Wansink, van Ittersum and others have experimentally manipulated dining experiences for some time, and their findings have been inconsistent: In some circumstances, soft lighting causes diners to eat and drink more -- probably because they feel less inhibited and less aroused. Soft lighting also appear to promote lingering and, hence, greater consumption.
Other studies have found little difference in consumption with such changes. But Wansink and van Ittersum have gone on record that getting too relaxed in a restaurant may be a formula for overeating.
But when Wansink and van Ittersum compared the orders and intake of the customers in the usual Hardee’s atmosphere to those of diners who sat in Hardee’s soft-lighting-and-music area, they found that the latter diners ordered the same number of calories worth of food and spent about the same amount.
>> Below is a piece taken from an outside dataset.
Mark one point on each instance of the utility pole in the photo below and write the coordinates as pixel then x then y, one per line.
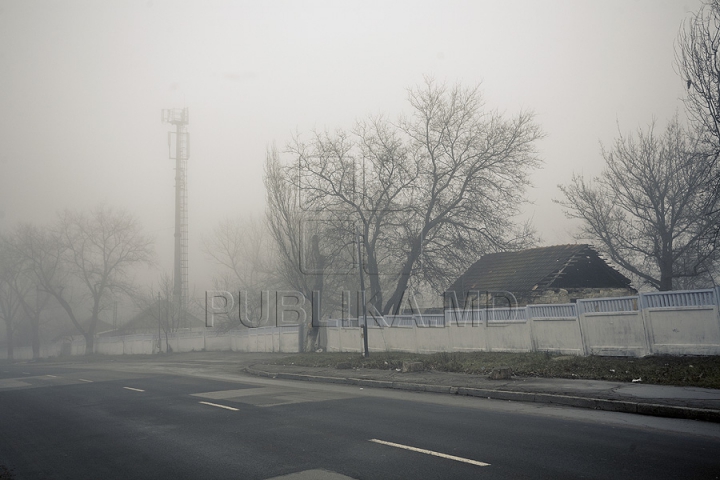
pixel 366 352
pixel 180 139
But they ate it more slowly -- 4.7% more slowly -- and left more of the food they’d ordered on their plate, uneaten.
On average, the soft-lights-and-music crowd consumed 133 fewer calories than did the fast-food customers in the unmodified Hardee’s restaurant area (525 calories for the fast food diners vs. 658 calories for the fast food customers).
Upon leaving, those diners rated the quality of the food they had eaten more highly than had those who had the typical fast-food experience.
“Even when people stayed longer, they ate less,” the authors said. And debriefings with some diners revealed why. Those eating their fast food under the influence of dimmer lights and softer music told researchers they ate more slowly and, as they took more time, their food became less appealing, so they stopped eating it earlier. “They might have been more responsive to internal cues than external cues,” the authors wrote.
“The authors’ previous warning not to eat too much in relaxing situations may have been premature,” they said.
Food psychologists have played with lots of conditions that seem to pare consumers’ consumption, including smaller plates, smaller portions and surroundings of different colors. Revamping the fast-food experience, where many Americans take in loads of calories in a short-sitting, may be the new frontier.